Remember when President Agent Orange Julius Caesar Lord Dampnut Von Trumpenstein had fake Newsweek covers made and placed in his golf clubs? Well, now he won’t need to have a fake Newsweek cover because this week’s edition is out with the Orangutan-with-small-hands-and-big-plans on the cover. It’s not the type of cover he’s going to like. The picture is of him slumped a Lazy Boy chair with a bunch of empty fast-food containers around him. The headline reads: “Lazy Boy. Donald Trump is bored and tired. Imagine how bad he’d feel if he did any work.” People who subscribe to Newsweek should frame the cover and sent it to him at the White House. Something to liven up the “dump” on Pennsylvania Ave.
GQ has an article titled: “Laziest President in American History Departs for a 17 Day Vacation.” The article uses a few of Trump’s own tweets critical of Obama taking vacations…Trump will spend more money on weekend trips and vacations in his first year than Obama did in his eight years. Trump also tweeted a few years ago that you don’t need vacations if you love your job.
Why is the Liar in Chief heading off to vacation? Well, I guess the weather in DC is hot this time of year, and he might want to get out closer to the border so when Mueller comes to arrest him, he can make a run for Canada. Mueller has now impanelled a Grand Jury in WA DC. At the same time, General “I Thought You Guys Forgot About Me” Flynn has updated his financial disclosure forms again. This has some people believing that Flynn has turned over on the Presidental-Rolling-Trumpster-Fire and is working with Mueller.

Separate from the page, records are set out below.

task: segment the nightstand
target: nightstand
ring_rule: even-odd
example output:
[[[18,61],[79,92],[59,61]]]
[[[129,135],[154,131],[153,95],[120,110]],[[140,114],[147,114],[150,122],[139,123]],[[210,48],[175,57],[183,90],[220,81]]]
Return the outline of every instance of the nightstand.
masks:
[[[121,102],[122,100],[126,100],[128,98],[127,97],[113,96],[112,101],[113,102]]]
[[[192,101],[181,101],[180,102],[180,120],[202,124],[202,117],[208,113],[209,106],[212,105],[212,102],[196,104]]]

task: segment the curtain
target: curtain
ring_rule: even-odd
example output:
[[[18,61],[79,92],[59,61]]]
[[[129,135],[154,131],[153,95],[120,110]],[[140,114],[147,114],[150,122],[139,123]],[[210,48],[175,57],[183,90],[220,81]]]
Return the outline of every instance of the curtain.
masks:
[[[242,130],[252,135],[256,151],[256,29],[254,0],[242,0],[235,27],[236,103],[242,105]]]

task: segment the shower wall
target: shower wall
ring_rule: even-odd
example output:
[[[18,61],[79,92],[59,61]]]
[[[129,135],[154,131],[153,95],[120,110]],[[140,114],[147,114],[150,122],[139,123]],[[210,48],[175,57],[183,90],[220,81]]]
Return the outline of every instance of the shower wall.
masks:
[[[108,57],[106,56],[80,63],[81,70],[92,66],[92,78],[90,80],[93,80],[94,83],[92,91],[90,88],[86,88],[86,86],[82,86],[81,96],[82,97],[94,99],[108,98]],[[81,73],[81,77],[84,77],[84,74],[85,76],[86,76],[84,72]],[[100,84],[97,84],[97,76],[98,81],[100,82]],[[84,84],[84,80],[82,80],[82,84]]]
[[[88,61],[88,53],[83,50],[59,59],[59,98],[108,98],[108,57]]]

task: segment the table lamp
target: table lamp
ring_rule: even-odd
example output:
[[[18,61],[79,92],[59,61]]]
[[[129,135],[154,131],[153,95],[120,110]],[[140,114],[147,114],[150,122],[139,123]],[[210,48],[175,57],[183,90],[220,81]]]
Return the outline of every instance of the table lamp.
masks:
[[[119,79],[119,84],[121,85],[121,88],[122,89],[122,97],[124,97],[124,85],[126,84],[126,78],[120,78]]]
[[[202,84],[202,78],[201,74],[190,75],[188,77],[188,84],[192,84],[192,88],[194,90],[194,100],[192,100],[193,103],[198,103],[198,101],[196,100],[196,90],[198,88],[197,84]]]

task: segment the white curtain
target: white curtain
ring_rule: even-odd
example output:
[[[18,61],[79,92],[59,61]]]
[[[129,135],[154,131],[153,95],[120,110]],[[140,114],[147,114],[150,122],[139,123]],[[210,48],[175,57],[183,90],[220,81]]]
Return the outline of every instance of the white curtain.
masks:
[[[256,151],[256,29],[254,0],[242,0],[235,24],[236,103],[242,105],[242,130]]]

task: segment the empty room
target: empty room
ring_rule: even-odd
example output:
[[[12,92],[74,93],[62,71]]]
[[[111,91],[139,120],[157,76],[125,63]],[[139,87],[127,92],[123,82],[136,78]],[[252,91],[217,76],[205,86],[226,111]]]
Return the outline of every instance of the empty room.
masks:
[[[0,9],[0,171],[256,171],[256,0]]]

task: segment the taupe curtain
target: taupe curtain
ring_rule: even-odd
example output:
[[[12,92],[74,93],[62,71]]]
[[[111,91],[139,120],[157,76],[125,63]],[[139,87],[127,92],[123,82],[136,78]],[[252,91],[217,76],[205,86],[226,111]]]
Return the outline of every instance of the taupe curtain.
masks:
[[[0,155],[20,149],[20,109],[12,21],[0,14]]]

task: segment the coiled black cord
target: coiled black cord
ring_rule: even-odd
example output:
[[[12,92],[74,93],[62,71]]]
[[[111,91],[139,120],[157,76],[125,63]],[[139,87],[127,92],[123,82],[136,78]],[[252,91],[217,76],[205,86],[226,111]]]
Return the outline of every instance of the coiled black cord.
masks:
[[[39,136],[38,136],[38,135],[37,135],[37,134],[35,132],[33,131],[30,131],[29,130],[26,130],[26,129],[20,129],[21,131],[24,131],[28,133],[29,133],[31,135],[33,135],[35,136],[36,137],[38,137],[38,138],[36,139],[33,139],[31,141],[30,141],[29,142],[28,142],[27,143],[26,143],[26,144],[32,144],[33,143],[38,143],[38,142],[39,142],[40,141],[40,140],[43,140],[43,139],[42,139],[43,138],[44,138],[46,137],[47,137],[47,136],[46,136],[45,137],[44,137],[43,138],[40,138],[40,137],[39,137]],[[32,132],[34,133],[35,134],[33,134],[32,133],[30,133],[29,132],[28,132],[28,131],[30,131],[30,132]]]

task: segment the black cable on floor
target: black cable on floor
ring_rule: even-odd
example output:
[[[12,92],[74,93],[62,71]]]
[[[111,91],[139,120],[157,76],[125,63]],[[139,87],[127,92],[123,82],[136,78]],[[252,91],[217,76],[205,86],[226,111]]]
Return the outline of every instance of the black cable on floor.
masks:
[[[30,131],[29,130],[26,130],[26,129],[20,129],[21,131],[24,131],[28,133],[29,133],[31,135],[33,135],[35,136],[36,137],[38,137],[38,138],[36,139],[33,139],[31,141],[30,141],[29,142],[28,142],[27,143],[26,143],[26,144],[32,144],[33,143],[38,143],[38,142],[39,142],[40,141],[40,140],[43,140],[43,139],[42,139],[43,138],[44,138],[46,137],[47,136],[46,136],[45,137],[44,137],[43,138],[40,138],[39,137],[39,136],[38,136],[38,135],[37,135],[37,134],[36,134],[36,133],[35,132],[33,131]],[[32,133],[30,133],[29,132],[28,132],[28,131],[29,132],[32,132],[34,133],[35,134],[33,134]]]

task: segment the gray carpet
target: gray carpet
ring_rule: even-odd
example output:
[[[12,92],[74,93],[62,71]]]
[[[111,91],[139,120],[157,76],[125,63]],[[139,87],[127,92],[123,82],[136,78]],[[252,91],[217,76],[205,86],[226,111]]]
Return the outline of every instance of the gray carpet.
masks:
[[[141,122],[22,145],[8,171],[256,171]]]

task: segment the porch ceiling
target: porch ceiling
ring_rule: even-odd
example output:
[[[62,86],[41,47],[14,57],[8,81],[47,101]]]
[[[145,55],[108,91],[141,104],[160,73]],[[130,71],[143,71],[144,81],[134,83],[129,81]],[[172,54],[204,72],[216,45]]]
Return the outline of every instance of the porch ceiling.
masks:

Trumplestilskin reacted by going to West Virginia to have a rally where he pretended he wasn’t president and asked for someone to investigate Hillary Clinton’s missing emails. You know who could do that? Someone in power…someone who knew the scope of the job of president…someone who doesn’t get his news briefings from Faux and Friendz. If you’re not seeing the pattern here, let me point it out: Trump does something stupid, the news kills him for a week, he gets all down in the dumps and eats four bags of Cool Ranch Doritos, he watches old episodes of Jersey Shore and won’t work, then his advisors plan a trip to see “real Americans” at a rally where he can feel good about himself again. The entire point of these trips is to make our grand baby boy feel good about himself. Maybe we should just buy him a participation trophy and say, “You were the best president ever. Here, take this trophy and go home.” Anyway, Trumplestilskin got the hillbillies in West Virginia all riled up and said that the whole Russian thing was a witch hunt. I’ll keep saying it. I’m all for a witch hunt if it ends in the traditional way.
Speaking of meats cooked over an open flame, I could really go for a souvlaki.